I tried to look at the rear wheel pedaling harder, and I noticed that the derailleur cage might be somehow moving when the problem happens.

Comments

  • JBA
    JBA Posts: 2,852
    Have you routed the chain correctly through the jockey wheel cage?
    If it's a Shimano rear mech you need to make sure the chain is inside the tab between the jockey wheels.
    “Life has been unfaithful
    And it all promised so so much”

    Giant Trance 2 27.5 2016 ¦ Sonder Broken Road 2021¦ Giant Revolt Advanced 2 2019 ¦ Giant Toughtroad SLR 1 2019 ¦ Giant Anthem 3 2015 ¦ Specialized Myka Comp FSR 2009
  • JGTR
    JGTR Posts: 1,404
    Stiff link, how did you cut and join the chain?
  • cpper
    cpper Posts: 42
    It looks like all links are flexing. I shortened my chain and put it together with the master link.
  • jamski
    jamski Posts: 737
    I'd say it sounds like something is worn. The old chain would have worn with the cassette/chainring but the new chain wants new cogs to go with it. How many miles has the bike done?
    Daddy, Husband, Designer, Biker, Gamer, Geek
    Bird Aeris 120 | Boardman Team 650b | Boardman Pro FS | Calibre Two.two
  • cpper
    cpper Posts: 42
    jamski wrote:
    I'd say it sounds like something is worn.
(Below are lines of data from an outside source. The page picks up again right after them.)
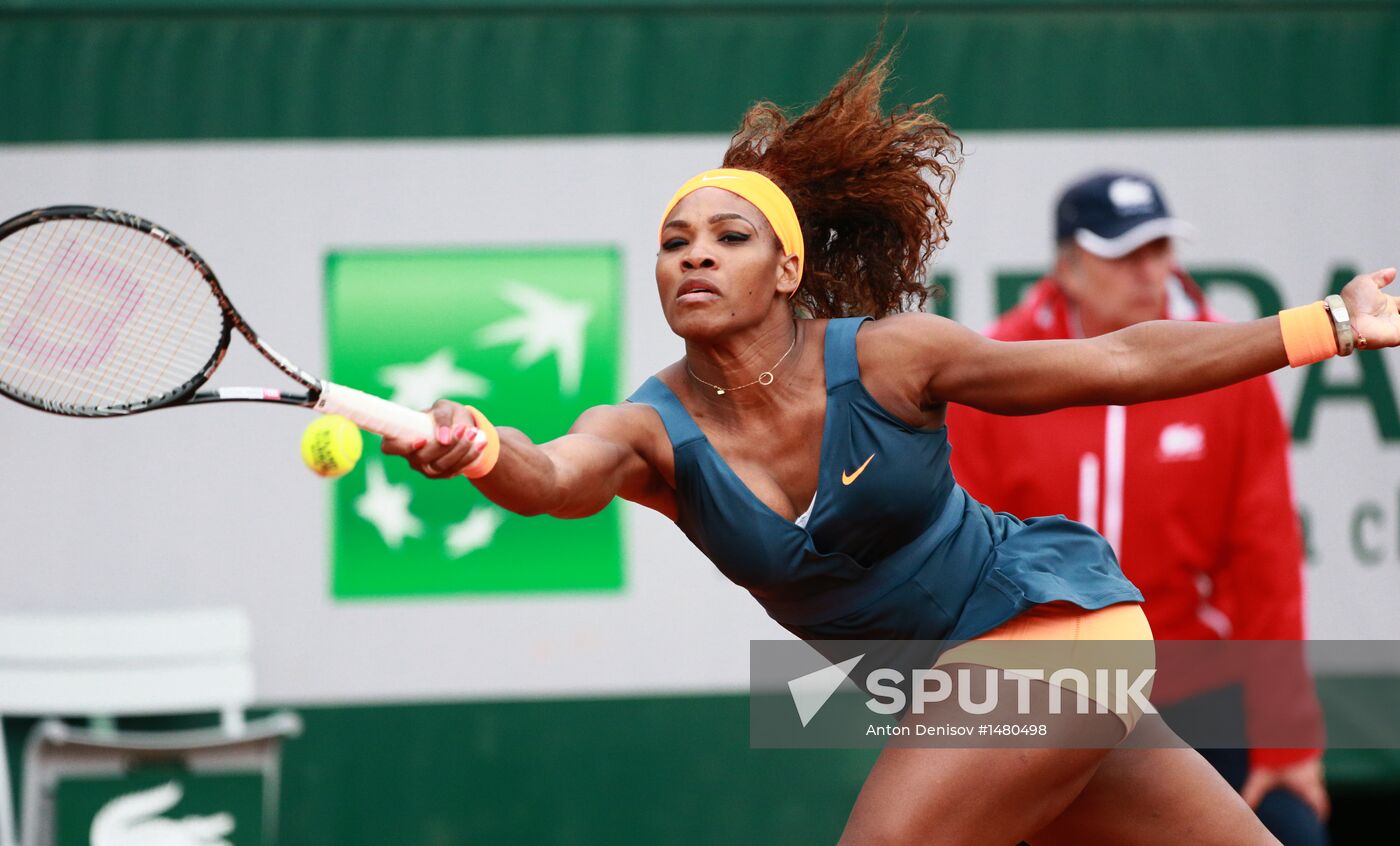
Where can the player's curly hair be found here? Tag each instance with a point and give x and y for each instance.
(870, 189)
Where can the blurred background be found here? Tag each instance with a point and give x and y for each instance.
(387, 189)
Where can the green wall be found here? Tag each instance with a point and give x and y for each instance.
(167, 69)
(661, 769)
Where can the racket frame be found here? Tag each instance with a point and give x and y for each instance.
(188, 392)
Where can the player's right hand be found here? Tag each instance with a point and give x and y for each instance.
(455, 443)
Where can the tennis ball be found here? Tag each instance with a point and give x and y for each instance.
(331, 446)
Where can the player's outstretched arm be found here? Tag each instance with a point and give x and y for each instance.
(1141, 363)
(602, 457)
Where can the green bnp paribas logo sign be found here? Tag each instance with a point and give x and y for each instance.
(527, 335)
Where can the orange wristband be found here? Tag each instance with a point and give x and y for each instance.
(486, 461)
(1308, 334)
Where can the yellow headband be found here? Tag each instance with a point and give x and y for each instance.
(765, 195)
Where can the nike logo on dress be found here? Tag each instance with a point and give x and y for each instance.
(849, 478)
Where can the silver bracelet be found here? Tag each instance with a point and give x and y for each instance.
(1340, 324)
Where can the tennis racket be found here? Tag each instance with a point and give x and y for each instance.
(107, 314)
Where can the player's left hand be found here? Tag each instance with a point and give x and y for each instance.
(1304, 778)
(1374, 313)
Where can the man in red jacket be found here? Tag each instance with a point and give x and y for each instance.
(1193, 493)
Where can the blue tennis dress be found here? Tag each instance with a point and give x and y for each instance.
(899, 552)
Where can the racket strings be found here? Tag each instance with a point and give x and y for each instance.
(97, 315)
(56, 320)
The old chain would have worn with the cassette/chainring but the new chain wants new cogs to go with it. How many miles has the bike done?

    I have done about 4500km. The bike was working very well before changing the chain, why would I want to change the chain + cassete now ?
  • The Rookie
    The Rookie Posts: 27,812
    Because the cassette will be worn to the old chain and may not now mesh correctly with the new one.

    That said from your description it's not that but sounds like an issue with maintaining the top run chain tension so the first part of a pedal effort is taken up with restoring the chain tension.
    Currently riding a Whyte T130C, X0 drivetrain, Magura Trail brakes converted to mixed wheel size (homebuilt wheels) with 140mm Fox 34 Rhythm and RP23 suspension. 12.2Kg.
  • cpper
    cpper Posts: 42
    I have just put the old chain back, and everything works well. I'll ride it this way till problems occur, than I'll change everything needed.
  • jamski
    jamski Posts: 737
    Sounds like the cassette and/or chainring(s) will need changing at the same time to me. 4500k is pretty good going!
    Daddy, Husband, Designer, Biker, Gamer, Geek
    Bird Aeris 120 | Boardman Team 650b | Boardman Pro FS | Calibre Two.two
  • mattyfez
    mattyfez Posts: 638
    Yeh the cassette has worn with the chain hence why it's now ok with the old chain back on.

    How you approach servicing really is down to how expensive your drivechain is, I buy £12 chains and £25 cassettes so I don't really care, but if you have a fancy bike with a £200 cassette it makes sense to put a new chain on more frequently to minimise wear on the cassette as it works out cheaper in the long run.